Nessa realidade lá estava ela em mais um desses encontros fortuitos possibilitado por uma troca de alguns cliques no teclado.

Ela diante do desconhecido era inábil. Não sabia fazer-se interessante, inteligente e sutil. Parecia um animal gigantesco destrambelhado, sem limites e travas sociais em alguns momentos; em outros, calava-se sem saber o que dizer, porque dizer demais poderia conduzir o sujeito à interpretação de que estava diante de uma rádio indiscreta e, se falasse pouco, não demonstraria conteúdo.

Deveria falar mais sobre o mundo ou sobre si? Poderia parecer ridícula se expusesse esse ser cheio de contradições, incongruências e incertezas? Poderia dizer bobagens? No conturbado miolo desconhecido de encontrar alguém numa sociedade em que as pessoas estão mais esquisitas e ela inclusive, como se colocar?
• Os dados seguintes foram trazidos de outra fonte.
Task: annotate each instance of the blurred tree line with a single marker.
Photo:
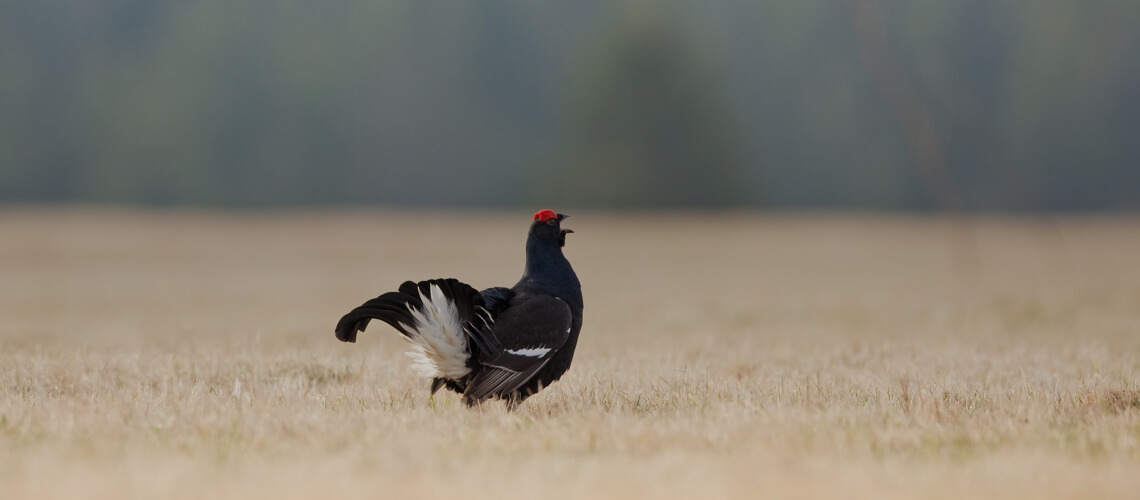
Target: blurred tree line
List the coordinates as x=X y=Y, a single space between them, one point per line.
x=975 y=104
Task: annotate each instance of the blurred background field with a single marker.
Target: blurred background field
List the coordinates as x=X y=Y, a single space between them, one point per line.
x=974 y=104
x=188 y=354
x=830 y=248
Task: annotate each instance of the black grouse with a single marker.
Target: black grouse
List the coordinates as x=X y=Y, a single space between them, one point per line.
x=505 y=343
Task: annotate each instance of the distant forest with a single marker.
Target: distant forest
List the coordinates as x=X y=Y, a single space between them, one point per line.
x=994 y=105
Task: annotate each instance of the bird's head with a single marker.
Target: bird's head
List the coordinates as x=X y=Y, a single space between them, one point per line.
x=547 y=227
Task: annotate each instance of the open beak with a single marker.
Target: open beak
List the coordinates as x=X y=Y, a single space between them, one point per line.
x=563 y=216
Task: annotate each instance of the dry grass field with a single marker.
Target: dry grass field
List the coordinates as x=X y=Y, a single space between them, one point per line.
x=190 y=355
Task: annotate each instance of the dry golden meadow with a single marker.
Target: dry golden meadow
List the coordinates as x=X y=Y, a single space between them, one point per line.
x=190 y=355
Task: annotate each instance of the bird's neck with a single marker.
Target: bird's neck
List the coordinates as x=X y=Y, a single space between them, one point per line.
x=548 y=270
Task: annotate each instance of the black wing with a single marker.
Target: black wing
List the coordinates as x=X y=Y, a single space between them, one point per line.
x=393 y=308
x=520 y=342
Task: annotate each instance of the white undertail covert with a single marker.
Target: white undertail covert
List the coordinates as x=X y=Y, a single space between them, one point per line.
x=439 y=346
Seria o fato de estar num mundo onde a superficialidade dos encontros parecia prevalecer? Seria a tecnologia que levou a essa carência de formas mais autênticas e profundas de se conhecer alguém?

Quem sabe certa peça da vida teria sido esquecida no meio do caminho. O parafuso fundamental da necessidade humana de conhecer pessoas e destrinchar histórias de vida. Os seres humanos, em certa medida, perderam a capacidade de escutar e olhar no olho, dada às inúmeras portas abertas pela tecnologia.

Talvez seja a facilidade de hoje em dia encontrarem guetos confortáveis, em que pessoas com pensamentos comuns se associam em redes de debates e onde o anonimato exacerbou a intransigência  e afogou o diálogo.

Ela se questionava sobre a esquisitice das pessoas que conhecia por aí. A inabilidade que os seres humanos têm tido de cultivar laços mais intensos. A fugacidade dos encontros e a grande possibilidade dos desencontros. Pessoas que desistem facilmente umas das outras diante da adversidade.

Só sabia de uma coisa: era preciso se afastar dessa rotina de terabytes, de redes sociais, de conexões fugazes, do amontoado de informações e pessoas desconexas.

Era necessário esquecer-se,  perder-se e, mais uma vez, ajeitar um punhado de roupa e colocar o pé na estrada. Ficar offline.